One of the hottest topics in the digital marketing space has always been marketing attribution. If you’re unfamiliar with this problem space, (I’d be surprised, but) there are lots of excellent explanations out there including this one. In a nutshell, companies have a lot of marketing outlets – search, display ads, social networks, email, and the list goes on. The attribution problem is how you assign credit for a business outcome to the different marketing outlets your brand employs given that your customers may see any combination of marketing channels in their customer journey.
There are lots of tools out there designed to allow you to slice and dice credit based on a set of logical rules, but as an avid user of R and Apache Spark, I wanted to illustrate how you can do this yourself. In fact, you can go above and beyond what most traditional multi-touch attribution vendors have to offer if you want to.
To illustrate, I’m going to walk you through a multi-touch attribution analysis and show you just how easy it is to create custom multi-touch attribution models. I also refer you to my previous guides on how to get Adobe Analytics Data Feeds, how to setup sparklyr (a dplyr interface between R and Apache Spark), and how to download and use a classification file in R.
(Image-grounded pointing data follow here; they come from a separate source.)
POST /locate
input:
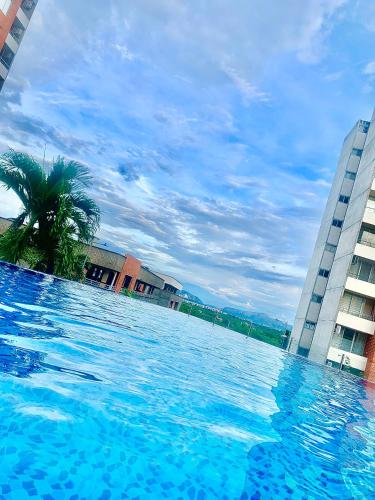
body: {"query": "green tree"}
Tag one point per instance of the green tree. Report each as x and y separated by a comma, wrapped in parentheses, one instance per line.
(57, 217)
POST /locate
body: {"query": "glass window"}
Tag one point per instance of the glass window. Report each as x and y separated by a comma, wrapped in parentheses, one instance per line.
(316, 298)
(347, 339)
(302, 351)
(350, 175)
(310, 325)
(337, 222)
(330, 248)
(4, 5)
(363, 126)
(357, 152)
(343, 198)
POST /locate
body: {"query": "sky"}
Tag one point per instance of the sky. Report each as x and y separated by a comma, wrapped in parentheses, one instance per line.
(212, 128)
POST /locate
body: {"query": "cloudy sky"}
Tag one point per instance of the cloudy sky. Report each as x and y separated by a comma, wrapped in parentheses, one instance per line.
(212, 128)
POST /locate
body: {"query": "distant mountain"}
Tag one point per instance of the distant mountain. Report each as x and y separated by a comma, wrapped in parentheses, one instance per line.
(258, 318)
(189, 296)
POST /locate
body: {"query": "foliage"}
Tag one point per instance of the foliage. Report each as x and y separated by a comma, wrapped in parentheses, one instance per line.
(57, 215)
(231, 322)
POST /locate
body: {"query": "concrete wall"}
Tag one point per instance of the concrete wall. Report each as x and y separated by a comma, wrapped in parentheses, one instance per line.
(4, 225)
(161, 298)
(345, 249)
(150, 278)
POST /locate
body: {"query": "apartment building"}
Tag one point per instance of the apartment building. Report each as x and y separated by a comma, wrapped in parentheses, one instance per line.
(335, 320)
(15, 16)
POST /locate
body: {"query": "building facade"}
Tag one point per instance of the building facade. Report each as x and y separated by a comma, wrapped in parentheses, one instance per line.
(15, 16)
(335, 320)
(110, 269)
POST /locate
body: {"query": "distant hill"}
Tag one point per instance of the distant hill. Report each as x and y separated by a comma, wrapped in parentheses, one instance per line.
(258, 318)
(189, 296)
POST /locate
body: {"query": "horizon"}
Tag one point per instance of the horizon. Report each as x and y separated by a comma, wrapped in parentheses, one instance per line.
(212, 135)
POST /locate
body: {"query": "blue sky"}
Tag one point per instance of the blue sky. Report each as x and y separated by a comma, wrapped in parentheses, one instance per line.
(212, 129)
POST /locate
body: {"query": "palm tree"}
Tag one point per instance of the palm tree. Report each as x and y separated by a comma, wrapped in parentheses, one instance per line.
(57, 216)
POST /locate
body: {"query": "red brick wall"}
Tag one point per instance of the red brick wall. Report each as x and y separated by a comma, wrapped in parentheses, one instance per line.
(7, 21)
(131, 267)
(370, 354)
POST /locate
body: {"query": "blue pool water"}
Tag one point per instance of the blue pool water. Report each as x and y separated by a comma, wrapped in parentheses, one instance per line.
(108, 397)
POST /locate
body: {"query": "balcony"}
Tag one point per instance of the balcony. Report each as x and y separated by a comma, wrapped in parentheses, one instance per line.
(359, 286)
(353, 360)
(369, 216)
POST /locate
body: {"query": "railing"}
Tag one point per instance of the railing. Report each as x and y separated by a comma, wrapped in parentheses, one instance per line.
(369, 243)
(5, 62)
(28, 7)
(98, 284)
(358, 314)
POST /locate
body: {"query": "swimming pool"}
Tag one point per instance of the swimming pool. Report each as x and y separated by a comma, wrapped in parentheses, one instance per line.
(108, 397)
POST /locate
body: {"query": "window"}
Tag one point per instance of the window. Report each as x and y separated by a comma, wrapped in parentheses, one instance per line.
(17, 30)
(6, 56)
(357, 152)
(363, 126)
(302, 351)
(349, 340)
(344, 199)
(330, 248)
(28, 7)
(4, 6)
(316, 298)
(350, 175)
(337, 222)
(310, 325)
(323, 272)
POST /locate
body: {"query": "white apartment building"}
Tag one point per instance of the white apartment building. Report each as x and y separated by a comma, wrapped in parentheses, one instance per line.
(335, 320)
(15, 16)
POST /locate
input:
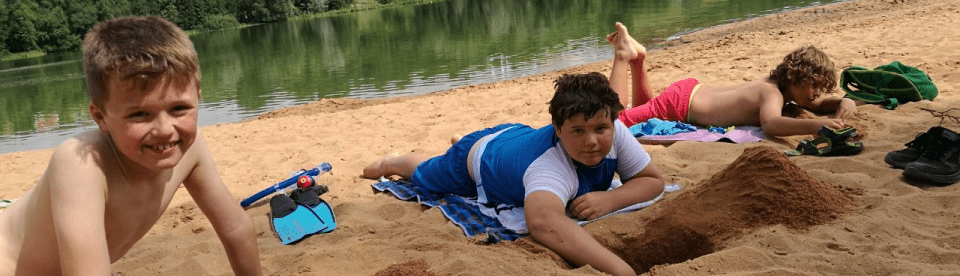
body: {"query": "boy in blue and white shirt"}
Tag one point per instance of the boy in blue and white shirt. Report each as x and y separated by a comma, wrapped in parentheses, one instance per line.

First, let’s load up a bunch of Data Feed data:
library(dplyr) library(sparklyr) setwd("/data") # Connect to my Spark instance sc = spark_connect(master="local", version="2.2.0", config=sconfig) # Load the data feed files data_feed_local = spark_read_csv( sc=sc, name="data_feed", path="*-reportsuite_2017-*.tsv.gz", header=FALSE, delimiter="\t" ) # Load the campaign classification file campaign_class_local = spark_read_csv( sc = sc, name = "campaign_class", path = "SC_EXPORT_campaigns_classifications_reportsuite.tab", header = TRUE, delimiter = "\t" )
With the data loaded, I’m going to do a little cleanup that will make my life easier later. First, I’m going to merge the visitor id high and low into a single field, and I’m going to add a leading and trailing “,” to the event list which makes it easier to search for specific Analytics events such as orders. Then, I’ll give some friendly names to the data feed columns based on the “column_headers.tsv” file that comes with the data feed (for example, the fourth column maps to the value “V4” and contains the timestamp of a hit in my files):
data_feed_tbl = data_feed_local %>% mutate( merged_visitor_ids = paste0(V1,"_",V2), fixed_event_list = paste0(",",V5,",") ) %>% select( visitor_id = merged_visitor_ids, hit_time_gmt = V4, post_event_list = fixed_event_list, post_campaign = V7, )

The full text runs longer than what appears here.